Harder / new obligations:
- Operational ownership of the SFU layer. Even on LiveKit Cloud, the platform owns capacity planning (rooms + egress per session), cost guardrails, egress monitoring, and webhook handling. Note: the SFU itself is currently vendor-operated (LiveKit Cloud), so "ownership" here means the integration and its operational envelope, not running SFU servers.
- LiveKit-specific APIs everywhere the media plane is touched — token grants, room service calls, egress orchestration, webhooks, and the agents framework are all LiveKit idioms, spread across three frontends, two backend services, and the Python worker.
- Failure modes introduced: egress can fail to start (mitigated by cleanup logic and, during migration, the legacy client recorder as fallback); a token-grant bug is a security incident (mitigated by treating the token module as fenced, security-critical code); the media path degrades rather than crashes — if the LiveKit module fails to load, its routes return 503 while the rest of the service keeps serving.
Reversibility
- Recordings are not locked in.
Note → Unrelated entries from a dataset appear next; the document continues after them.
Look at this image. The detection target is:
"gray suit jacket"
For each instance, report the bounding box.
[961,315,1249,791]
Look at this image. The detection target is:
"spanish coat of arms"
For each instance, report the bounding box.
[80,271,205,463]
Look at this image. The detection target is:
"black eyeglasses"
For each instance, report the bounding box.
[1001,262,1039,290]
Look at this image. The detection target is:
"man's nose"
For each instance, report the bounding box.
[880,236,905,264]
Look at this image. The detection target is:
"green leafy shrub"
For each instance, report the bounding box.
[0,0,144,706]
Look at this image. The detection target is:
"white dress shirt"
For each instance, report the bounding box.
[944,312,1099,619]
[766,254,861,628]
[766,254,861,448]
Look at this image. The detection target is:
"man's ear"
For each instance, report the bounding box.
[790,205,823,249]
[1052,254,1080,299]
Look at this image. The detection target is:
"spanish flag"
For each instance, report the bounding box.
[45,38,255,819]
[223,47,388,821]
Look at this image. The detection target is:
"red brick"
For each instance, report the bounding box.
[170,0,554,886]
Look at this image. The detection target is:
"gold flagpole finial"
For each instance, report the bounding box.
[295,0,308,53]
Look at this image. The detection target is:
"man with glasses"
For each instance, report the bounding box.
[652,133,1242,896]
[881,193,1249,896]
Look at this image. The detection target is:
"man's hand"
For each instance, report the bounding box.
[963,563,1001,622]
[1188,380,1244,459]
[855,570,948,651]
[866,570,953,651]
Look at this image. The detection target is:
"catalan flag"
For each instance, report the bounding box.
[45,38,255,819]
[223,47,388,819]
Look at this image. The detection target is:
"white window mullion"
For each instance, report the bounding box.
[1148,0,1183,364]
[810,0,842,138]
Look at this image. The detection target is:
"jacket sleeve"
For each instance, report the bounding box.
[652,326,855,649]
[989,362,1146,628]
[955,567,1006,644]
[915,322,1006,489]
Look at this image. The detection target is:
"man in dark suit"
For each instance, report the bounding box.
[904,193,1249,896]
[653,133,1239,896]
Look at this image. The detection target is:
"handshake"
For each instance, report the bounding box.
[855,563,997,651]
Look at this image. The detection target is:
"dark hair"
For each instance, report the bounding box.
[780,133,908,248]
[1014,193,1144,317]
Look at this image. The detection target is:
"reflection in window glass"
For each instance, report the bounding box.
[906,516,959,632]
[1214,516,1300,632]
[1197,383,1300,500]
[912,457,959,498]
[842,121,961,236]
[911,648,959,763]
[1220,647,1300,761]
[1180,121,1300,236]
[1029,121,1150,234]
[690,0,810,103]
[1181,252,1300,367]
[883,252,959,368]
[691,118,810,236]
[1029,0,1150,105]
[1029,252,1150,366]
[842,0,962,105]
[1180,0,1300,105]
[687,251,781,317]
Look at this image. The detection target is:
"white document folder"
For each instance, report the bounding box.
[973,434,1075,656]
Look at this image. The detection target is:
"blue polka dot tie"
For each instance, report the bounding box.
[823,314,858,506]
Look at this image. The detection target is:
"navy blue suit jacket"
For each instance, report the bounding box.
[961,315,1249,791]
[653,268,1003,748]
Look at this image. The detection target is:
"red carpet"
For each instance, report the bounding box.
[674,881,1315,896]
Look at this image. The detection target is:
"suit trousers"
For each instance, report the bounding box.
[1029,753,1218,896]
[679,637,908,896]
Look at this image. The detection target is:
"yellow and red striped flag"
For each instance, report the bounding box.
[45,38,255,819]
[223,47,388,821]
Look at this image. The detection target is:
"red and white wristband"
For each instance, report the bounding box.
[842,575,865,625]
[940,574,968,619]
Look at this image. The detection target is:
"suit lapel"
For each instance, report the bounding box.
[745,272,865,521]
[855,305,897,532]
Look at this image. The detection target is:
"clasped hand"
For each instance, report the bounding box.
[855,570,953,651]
Stored recordings are standard MP4 files in S3. Playback, retention, and audit tooling have no LiveKit dependency; the media archive survives any migration untouched.
- The integration code is locked in. Token issuance, room lifecycle, egress orchestration, webhook handling, and the entire
livekit-agents-based AI worker are LiveKit-specific. Migrating to another SFU (or back to raw WebRTC) means rewriting the signaling/room layer in every client and server that touches media, plus re-solving server-side recording and the AI-participant problem on the new stack. - Intermediate exit exists. LiveKit's server is open source, so the first off-ramp from LiveKit Cloud is self-hosting the same SFU — an operational migration, not an API rewrite. A full vendor change is the expensive path and should be justified by a dimension that matters (cost, latency, capability), not novelty.